Not because he'd hit another child and I was unhappy with it, but more to do with why he thought it was ok to do that in the first place. Why had my son (who cries when something bad happens on television, he won't even watch Peter Rabbit) thought it was acceptable to hurt someone? Combined with a few other family and work factors, we decided to try and get him into my school. We were fortunate and a place became available very quickly, a week after going onto the waiting list he was meeting his teacher for next year!
The Boy's report was really complimentary, although as a teacher I'm not naive and know everything must be phrased positively. However, reading between the lines, it was a great report. Some of my favourite comments were:
- He is a confident reader and reads sentences fluently as a whole rather than focusing on each word individually.
- He is able to visualise numbers and use mental calculations quickly.
- He is very knowledgeable about time (don't I know it as he now tells me when we're late for school!).
- He is always patient and kind and demonstrates a very accepting nature.
- He has an enquiring mind, full of ideas and he asks thoughtful and intriguing questions.
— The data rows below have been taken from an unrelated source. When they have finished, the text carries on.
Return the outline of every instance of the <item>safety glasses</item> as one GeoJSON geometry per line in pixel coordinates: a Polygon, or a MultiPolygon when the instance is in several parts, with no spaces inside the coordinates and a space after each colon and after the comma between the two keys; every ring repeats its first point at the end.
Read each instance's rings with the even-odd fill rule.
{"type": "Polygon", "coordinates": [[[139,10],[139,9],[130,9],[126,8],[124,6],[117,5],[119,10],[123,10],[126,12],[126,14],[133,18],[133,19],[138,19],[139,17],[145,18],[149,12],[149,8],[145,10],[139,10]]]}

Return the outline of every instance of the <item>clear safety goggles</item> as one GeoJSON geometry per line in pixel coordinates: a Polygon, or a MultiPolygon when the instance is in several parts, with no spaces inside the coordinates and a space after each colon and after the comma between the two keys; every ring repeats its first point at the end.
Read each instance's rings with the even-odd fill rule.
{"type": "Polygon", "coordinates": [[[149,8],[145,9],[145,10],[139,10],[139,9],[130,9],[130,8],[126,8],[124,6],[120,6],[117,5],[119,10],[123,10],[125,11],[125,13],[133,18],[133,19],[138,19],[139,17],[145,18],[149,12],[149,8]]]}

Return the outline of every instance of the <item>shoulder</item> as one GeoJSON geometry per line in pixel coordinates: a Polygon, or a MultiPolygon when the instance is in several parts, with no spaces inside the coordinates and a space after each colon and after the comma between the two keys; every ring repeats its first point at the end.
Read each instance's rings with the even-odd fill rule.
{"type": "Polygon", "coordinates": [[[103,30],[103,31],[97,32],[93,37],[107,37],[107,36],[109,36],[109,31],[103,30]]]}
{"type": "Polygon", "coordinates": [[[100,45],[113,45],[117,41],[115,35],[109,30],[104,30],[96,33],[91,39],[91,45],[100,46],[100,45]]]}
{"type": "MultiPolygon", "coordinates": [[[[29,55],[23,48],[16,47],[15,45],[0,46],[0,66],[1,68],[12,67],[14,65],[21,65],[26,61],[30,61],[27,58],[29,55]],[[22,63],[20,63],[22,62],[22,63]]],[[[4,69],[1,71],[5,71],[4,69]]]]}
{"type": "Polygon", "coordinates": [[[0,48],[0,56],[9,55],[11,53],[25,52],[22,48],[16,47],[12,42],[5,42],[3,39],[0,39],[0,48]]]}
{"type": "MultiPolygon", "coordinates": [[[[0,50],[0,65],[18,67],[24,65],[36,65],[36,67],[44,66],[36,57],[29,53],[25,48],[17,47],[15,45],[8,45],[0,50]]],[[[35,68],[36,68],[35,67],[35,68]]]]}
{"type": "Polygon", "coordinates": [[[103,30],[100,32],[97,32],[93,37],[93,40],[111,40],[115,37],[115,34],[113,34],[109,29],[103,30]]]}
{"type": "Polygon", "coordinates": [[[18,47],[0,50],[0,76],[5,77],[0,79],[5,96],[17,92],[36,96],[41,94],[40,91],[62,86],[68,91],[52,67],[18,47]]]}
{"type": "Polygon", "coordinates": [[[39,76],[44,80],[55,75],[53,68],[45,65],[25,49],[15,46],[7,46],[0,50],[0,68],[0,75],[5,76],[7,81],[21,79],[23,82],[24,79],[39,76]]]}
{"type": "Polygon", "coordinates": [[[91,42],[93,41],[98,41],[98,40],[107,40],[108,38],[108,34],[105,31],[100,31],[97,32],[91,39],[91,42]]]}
- He has a very mature pencil grip (not bad for a leftie hey?).
- He enjoys using the time trail and can balance, jump and land competently, always with a super smile.
- He is a quiet, happy little boy who takes everything in.
- He is always polite and well mannered.
The Boy has changed so much in the past ten months; the things that he's now capable of astound me. He picks up an unfamiliar storybook and reads it to himself, mostly in his head. And he's really absorbed in the story.
Well done my clever, funny, caring and determined little boy!
*87.7% which is 'unsatisfactory' according to the Welsh Assembly Government. I quite agree, however I also feel it's unsatisfactory that my poor child has had 4 double ear infections, slapped cheek, scarlet fever, two bouts of diarrhoea and vomiting, and a relapse of scarlet fever. All since Christmas. So the WAG can take their 'Callio' red light and remove it to a place which sees no daylight, for I care not!